On the inside of my wrist: a line of blood, no wider than a thread, from the blade of the axe.

On the inside of my elbow: a scar like a white star from my fall on the blue ice of the Gornergletshcer. How far you could see into the ice in that glacier! Its like a clear sky, and the rocks suspended in it are its constellations.

From my elbow, most of the way to my wrist: white lines, irregular, stop-and-start, like the furrows in a poorly-plowed field, the results of a fall down a lava slope outside of Thorsmork, Iceland. My bare arm shaved over black spines as I slid and tried to stop. At least there was a stream at the bottom of the slope—I could wash off most of the blood. I still have a pearl of lava embedded in my skin from that fall. It will be there forever as I have no intention of removing it. Maybe calling it a pearl is too much though: It’s really just a speck of black, my Icelandic tattoo.

Higher on my arm, though resulting from the same injury: three half-inch scars where arthroscopic instruments were inserted into my shoulder. A fourth scar—the long one—is high in my armpit. It looks like a mouth healed shut. That’s where the surgeon accessed the bone, drilled a hole, and re-anchored my bicep tendon, which he’d cut from my shoulder cartilage.

On my ring finger: the wedding band I forged from silver, palladium, yellow gold—forged with that old blunt tool I carry always, like a sledgehammer over my shoulder: my same, stubborn will. Naomi wears a ring forged from the same billet with the same sledgehammer.

Despite all this: as I walk home, I wave ahead a car that has been waiting to turn. Today is one of the first pleasant days in April, and the driver has his windows down. I hear the voice before I realize it must be coming from him. What does the voice say? Perhaps gratitude cannot be shown without condescension, or perhaps he sees me as I am when I wave him on. I am small (by American standards), too slight to be taken seriously, and I suspect you can tell by how I walk, how I stand even, how I wave someone on, that I live in my head. The man did thank me, that I must admit. But then he appended that diminutive epithet I detest.

“Thanks,” he said. “Thanks, bud.”

———————————————————

Date unknown

The gentle valley running up the center of that pale crescent of her naked back. Her skin is exposed between the hem of her spring-green shirt and the waist of her black jeans. On either side of her back, the elongate fullness of her abdomen wraps around, yet those two gentle crests, running from waist to chest, never meet directly: they leave this delicately-contoured indentation between them, marking in general the path of her spine. I can feel with my eyes the softness of the golden hair, light as the sun at dawn, that must grow there, in the valley of her spine. It is the subtlest meadow. I run my eyes down her back like a finger, just above her skin so our flesh never touches, and against my fingertip brush those hairs of such astounding fineness they are no more solid than a breeze in May.

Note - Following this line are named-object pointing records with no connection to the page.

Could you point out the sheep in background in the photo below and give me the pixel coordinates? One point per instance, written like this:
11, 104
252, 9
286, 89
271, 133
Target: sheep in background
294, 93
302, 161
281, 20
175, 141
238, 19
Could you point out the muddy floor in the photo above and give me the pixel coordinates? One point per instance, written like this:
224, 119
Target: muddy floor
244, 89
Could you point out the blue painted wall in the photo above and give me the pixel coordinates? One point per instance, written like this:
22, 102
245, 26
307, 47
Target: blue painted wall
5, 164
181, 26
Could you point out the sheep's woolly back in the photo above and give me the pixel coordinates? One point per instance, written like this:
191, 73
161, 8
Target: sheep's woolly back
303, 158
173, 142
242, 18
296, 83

To look is to steal that valley’s breeze, yet I struggle to look away. I received no permission, so with every glance (and they are numerous), I smuggle away a memory, a sensation, with the guilt of one who has trespassed on the summer field of a woman’s youth. She will never find the footsteps I left there: her field must be wide after all, and I walk with the lightness of a cat. She will not find them, yet I hang my head to know they are there. I cannot forget what I have stolen—and yet I keep stealing.

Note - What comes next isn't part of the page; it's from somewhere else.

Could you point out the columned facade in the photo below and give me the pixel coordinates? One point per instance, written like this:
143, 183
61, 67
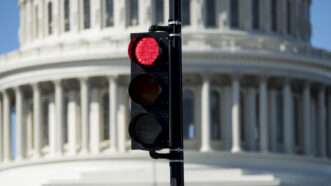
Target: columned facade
256, 94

What a vile beast I can be.

I do not even approach her and admit, my eyes lowered, to what I have done. I should pull back the collar of my shirt to expose my bare neck for the executioner’s judgment.

———————————————————

May 28, 2025

Of a woman in a writing workshop: her voice drips like water off her upper lip. What she says falls no farther forward than her feet. I feel I must lunge every time she speaks so I can catch her words in my palm before they strike the ground and shatter into meaningless droplets.

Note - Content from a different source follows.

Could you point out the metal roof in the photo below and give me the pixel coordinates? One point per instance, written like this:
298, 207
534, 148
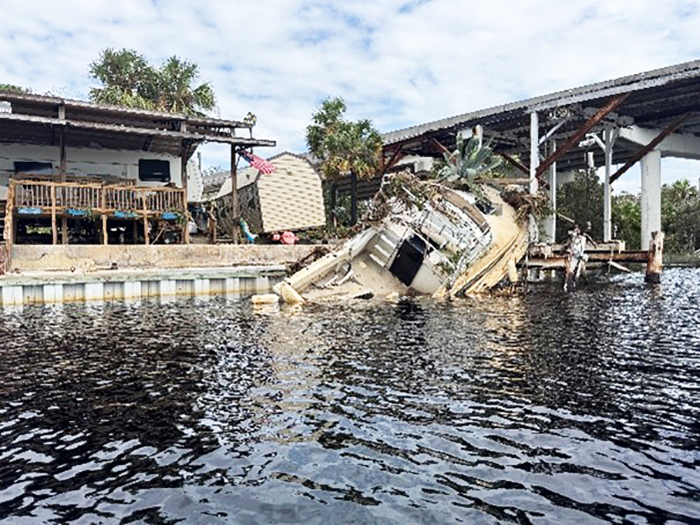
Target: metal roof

One evening, she and I waited with the instructor for the workshop to begin. The instructor mentioned she was looking for someone to sub-let her apartment over the summer. She passed out fliers.

“I’ll take one,” I said. “I’ll give it to my wife. She’s the one on facebook and things like that. She might know someone looking for a place.”

The woman whose voice drips from her upper lip watched me with round eyes. “I always thought you were gay,” she said. I caught her words in my palm. The instructor—who sat nearer than I—either didn’t catch them or pretended not to.

“What?” the instructor said. This afforded the woman whose voice drips a chance to amend her statement.

To her credit, she did amend it: “I always thought you were a bit gay,” she said.

I took a moment to think over my response. I removed my notebook from my backpack, and only then did I speak, clearly and—I hoped—with authority.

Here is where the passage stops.